In most ways, people today are more comfortable than ever. For example, we spend 93% of our time indoors in temperature control, we get our food from a drive-through window or microwave instead of by hunting and gathering, and our biggest stresses are presentations and artificial deadlines rather than ferocious tigers. This lifestyle clearly has benefits, but it also has pernicious drawbacks. Michael Easter’s investigative reporting shows that our overly comfortable and convenient lifestyles explain everything from why we feel burnout and get so stressed by events as harmless as traffic jams and work presentations, to why we’re suffering from a creativity crisis and face the highest rates of chronic mental and physical diseases in human history.
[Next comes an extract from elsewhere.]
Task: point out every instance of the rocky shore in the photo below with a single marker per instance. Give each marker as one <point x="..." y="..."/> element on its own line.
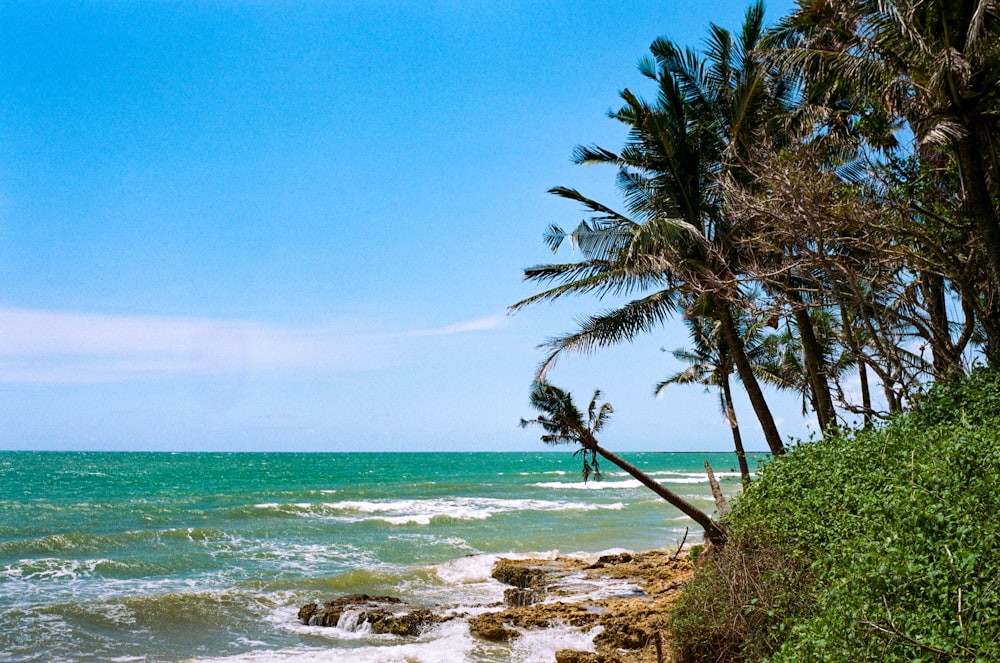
<point x="624" y="598"/>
Easter spent 33 days in the Arctic and traveled the globe researching his book, The Comfort Crisis. Through vivid storytelling, he reveals the life-changing power of leaving our comfort zones. Along the way he lays out a handful of simple tactics we can use to expand our comfort zone. The result: We’re left healthier, happier, more creative and productive, with calm and grace in the face of even the biggest stressors.

Tuesday, February 21

Aimee Kulman, Travis Robey and Shannon Wu

Washington Update | 8:30 AM – 9:30 AM

MODERATOR: Aimee Kuhlman, Vice President, Advocacy and Grassroots, American Hospital Association
PANELISTS: Travis Robey, Vice President, Political Affairs, American Hospital Association
Shannon Wu, PhD, Senior Associate Director of Payment Policy, American Hospital Association

Join American Hospital Association leaders for a discussion on the latest from Capitol Hill. Learn what policies Congress is considering and what it means for rural community hospitals.

James E. Orlikoff

Powering Through the Super Storm: The Rural Governance Challenge | 1:45 PM – 3:00 PM

Jamie Orlikoff, President, Orlikoff & Associates, Inc., National Advisor on Governance and Leadership to the American Hospital Association, and health care governance expert

Challenging Mega Trends have threatened rural hospitals and health systems for years, such as the aging population, looming Medicare insolvency, approaching provider shortages, and growing rural hospital closures. The pandemic has both accelerated these trends and created others that have merged into a super storm that threatens the existence of rural hospitals and the U.S. health care system. This presentation will review these trends and the challenges they pose for rural hospital boards and leaders. Drawing on the just released 2022 AHA Governance Survey results, it will challenge boards to adopt extreme best practices to steer their organizations through the maelstrom.

 

Wednesday, February 22

 

Nadja West

Leading Through Uncertainty | 10:00 AM – 11:00 AM

Nadja West, First African American Army Surgeon General and Former Commanding General, U.S. Army Medical Command

According to Nadja West, the most essential quality in a great leader is empathy — where “leading is all about the team of people you lead.” This is especially true in times of crisis and uncertainty. In this presentation, West draws on her more than 20 years of experience in executive leadership, crisis management, and disaster response — including leading more than 130,000 Army health care professionals and crafting the DOD medical response to the Ebola crisis — to inspire groups to embody the essences of Army leadership and share effective leadership tactics for providing teams with purpose, direction, and motivation during difficult times. Throughout these challenges, she thought strategically, developed confidence, and stayed connected to her sense of purpose. Sharing her career lessons-learned, West demonstrates that good leadership and a loyal team come from strong communication, truly understanding your people, treating them with respect, and leading with empathy, particularly through hard times.